Wire or tape wound resistors are used when a few hundred to one thousand watts need to be dissipated per element. They are made by winding a high resistivity material around an insulating core. Depending on the application we typically wind with Nickel-chromium alloy (Nichrome) around a ceramic core. Once wound, various terminations are added and the resistance wire is spot welded to them for electrical contact. Lastly, the assembly can be encapsulated to protect it from adverse conditions such as moisture and physical damage. This is done by applying several coats of vitreous enamel and then firing to create a durable coating. In the case of open type wire wound resistors, these are close wound with an oxidized resistance wire. They are supplied with an adjustable tapping clip as standard.
Minimizing the temperature coefficient (TCR) is also an important consideration.

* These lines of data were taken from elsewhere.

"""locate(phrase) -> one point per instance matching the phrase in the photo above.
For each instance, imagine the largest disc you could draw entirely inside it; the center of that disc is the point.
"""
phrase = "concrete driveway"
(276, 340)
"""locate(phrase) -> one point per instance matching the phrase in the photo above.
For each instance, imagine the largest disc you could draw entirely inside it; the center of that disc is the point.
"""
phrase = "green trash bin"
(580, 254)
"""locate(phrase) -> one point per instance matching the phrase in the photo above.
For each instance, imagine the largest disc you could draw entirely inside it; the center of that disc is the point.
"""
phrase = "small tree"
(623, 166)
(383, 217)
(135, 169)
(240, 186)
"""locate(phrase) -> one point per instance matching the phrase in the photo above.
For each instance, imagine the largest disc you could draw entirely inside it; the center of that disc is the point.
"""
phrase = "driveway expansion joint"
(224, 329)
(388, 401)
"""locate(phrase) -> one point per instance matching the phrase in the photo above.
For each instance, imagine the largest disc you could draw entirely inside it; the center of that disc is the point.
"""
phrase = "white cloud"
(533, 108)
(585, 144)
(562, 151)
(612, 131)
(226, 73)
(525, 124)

TCR is the resistance change with temperature, and is stated in ppm/˚C. For example, a resistor rated at 100ppm/˚C, the resistance will not change more than 100Ω for each 1MΩ of the resistors' value for a temperature change of 1̊C.
For resistors in AC applications, especially those in high frequency designs where low capacitance and inductance is needed, we offer resistors wound using the Ayrton-Perry winding method. See below diagram.
The Ayrton-Perry winding is like a simple resistor winding except that two opposite windings are applied. The current in these windings is applied in opposite directions to minimize the inductance. To reduce the capacitance, the windings are also in close proximity to each other similar to bifilar windings.
We can provide unique resistance values unmounted and in various mounting options that most other manufacturers will not consider for low quantities. We can also manufacture resistors using dielectrics materials and manufacturing techniques suitable for medium voltage applications, where creepage and clearance distances are a concern.